Выбрать главу

Остальное всё можно напечатать, но остального-то остается мало. Мы, впрочем, посмотрим и уж конечно найдем случай поместить.

Жалею, что ответить Вам подробнее и больше не могу. Затянулись дела и теперь усиленная работа, а усиленной работы и другу и недругу не желаю. Не дай Вам бог ее испытать.

Вчера слышал чтение Вашего стихотворения. Что за прелесть! Это решительно Ваше лучшее и ко многому применимо. Вот бы Вам побольше писать на эти темы. Потому и говорю Вам о темах, что вижу, как с ними согласуется Ваше вдохновение. Сколько припомню, в этом роде я еще ничего не читал Вашего. Одну только строчку, по-моему, надо бы изменить:

Молчит бессмысленный народ.

Это как будто Пушкина "Молчи, бессмысленный народ" и в смысле модном, то есть в смысле враждебном Пушкину. Разумеется, Вы бы не написали ничего сами в смысле враждебном Пушкину, но другие-то, пожалуй, так примут и поймут. Мы думаем изменить; я предлагаю сказать "Молчит униженный народ", а брат "Молчит подавленный народ". Мне кажется, что униженный сильнее и заключает в себе смысл и "подавленного".

Сделайте одолжение, пишите, уведомляйте, и присылайте. На всё остальное (3) в Вашем письме, требующее ответа, ответит Вам брат.

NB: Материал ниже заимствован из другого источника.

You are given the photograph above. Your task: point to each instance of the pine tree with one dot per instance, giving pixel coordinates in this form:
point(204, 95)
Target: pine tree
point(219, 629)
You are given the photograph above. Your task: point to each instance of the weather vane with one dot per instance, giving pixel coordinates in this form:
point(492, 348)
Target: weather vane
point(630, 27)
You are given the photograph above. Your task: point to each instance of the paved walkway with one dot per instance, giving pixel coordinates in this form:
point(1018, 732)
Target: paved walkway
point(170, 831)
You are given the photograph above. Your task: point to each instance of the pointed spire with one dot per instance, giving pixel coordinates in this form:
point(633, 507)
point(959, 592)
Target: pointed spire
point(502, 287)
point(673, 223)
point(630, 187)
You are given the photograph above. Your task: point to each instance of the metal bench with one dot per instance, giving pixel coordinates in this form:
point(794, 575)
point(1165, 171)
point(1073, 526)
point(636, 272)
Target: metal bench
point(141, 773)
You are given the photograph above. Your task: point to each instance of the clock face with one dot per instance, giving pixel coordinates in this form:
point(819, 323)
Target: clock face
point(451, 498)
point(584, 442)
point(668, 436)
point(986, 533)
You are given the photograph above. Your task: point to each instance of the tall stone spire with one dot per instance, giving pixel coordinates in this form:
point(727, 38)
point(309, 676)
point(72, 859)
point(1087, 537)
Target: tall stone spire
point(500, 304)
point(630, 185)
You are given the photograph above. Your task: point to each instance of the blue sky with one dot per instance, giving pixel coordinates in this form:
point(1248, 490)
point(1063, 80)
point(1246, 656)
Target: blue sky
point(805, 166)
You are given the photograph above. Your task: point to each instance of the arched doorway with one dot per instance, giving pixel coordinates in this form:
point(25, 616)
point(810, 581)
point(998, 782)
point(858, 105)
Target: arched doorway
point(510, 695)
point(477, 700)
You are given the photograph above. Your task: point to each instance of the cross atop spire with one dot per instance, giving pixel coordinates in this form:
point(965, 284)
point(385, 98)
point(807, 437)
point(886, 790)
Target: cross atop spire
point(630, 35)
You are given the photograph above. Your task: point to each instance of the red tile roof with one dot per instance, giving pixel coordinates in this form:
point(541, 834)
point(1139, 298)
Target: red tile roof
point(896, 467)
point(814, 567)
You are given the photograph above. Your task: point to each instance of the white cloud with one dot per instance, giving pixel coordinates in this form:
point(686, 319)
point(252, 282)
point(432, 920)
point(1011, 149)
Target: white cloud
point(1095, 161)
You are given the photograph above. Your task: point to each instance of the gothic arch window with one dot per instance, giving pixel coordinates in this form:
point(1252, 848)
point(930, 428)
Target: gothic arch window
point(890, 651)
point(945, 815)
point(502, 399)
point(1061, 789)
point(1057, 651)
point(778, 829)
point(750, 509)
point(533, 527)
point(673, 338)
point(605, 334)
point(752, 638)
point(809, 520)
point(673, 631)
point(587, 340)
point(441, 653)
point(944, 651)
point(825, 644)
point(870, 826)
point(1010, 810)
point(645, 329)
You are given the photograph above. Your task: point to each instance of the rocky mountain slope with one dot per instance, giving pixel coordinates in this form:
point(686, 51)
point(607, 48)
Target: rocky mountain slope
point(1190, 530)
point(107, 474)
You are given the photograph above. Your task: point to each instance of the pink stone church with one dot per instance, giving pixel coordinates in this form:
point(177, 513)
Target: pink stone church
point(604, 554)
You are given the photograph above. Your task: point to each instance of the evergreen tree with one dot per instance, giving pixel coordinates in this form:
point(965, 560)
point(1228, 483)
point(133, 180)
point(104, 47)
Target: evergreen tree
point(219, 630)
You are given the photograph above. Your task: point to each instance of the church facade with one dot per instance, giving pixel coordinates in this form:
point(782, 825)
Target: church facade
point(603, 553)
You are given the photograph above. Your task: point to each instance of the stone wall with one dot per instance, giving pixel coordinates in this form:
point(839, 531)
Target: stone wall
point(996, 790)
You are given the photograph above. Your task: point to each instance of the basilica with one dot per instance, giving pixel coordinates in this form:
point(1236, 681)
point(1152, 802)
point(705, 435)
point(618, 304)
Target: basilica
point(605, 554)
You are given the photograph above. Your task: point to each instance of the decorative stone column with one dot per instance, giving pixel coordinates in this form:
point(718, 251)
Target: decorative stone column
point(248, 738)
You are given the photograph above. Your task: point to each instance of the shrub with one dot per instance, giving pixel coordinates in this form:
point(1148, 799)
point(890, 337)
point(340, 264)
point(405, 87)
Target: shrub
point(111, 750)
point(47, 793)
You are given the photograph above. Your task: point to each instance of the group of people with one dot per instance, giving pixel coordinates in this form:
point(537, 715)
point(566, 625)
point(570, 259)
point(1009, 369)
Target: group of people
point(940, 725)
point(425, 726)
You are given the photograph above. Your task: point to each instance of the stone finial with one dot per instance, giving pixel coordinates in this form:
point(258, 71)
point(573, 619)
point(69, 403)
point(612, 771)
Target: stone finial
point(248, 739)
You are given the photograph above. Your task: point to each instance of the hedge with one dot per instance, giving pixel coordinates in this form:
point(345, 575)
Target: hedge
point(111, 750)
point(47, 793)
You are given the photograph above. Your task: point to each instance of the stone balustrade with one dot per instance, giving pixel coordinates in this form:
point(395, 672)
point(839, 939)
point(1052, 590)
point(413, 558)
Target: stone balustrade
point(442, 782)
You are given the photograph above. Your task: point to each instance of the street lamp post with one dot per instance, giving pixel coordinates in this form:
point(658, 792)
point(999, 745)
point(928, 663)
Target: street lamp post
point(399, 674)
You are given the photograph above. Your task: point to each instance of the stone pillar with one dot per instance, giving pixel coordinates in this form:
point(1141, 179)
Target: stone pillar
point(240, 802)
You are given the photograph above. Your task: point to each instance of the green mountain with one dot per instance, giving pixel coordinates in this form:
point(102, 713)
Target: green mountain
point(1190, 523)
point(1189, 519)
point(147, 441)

Прощайте, Ваш от всего сердца

Ф. Достоевский.

(1) было: где опровергается (2) было: чувства (3) было: Обо всем остальном

182. Я. П. ПОЛОНСКОМУ

31 июля 1861. Петербург

Петербург (Колтовская) 31 июля/61.

Бесценнейший Яков Петрович, простите великодушно, что до сих пор не писал к Вам ничего. Всё время был занят, - верьте богу. Ездил в Москву прогуляться, хоть и на 10 только дней, но запустил свою работу, а потому с первого июля начиная и до самого конца месяца работал усиленно. А когда я работаю, так уж норов такой, что хоть и есть иногда свободный час, но уж не до постороннего и не до писем.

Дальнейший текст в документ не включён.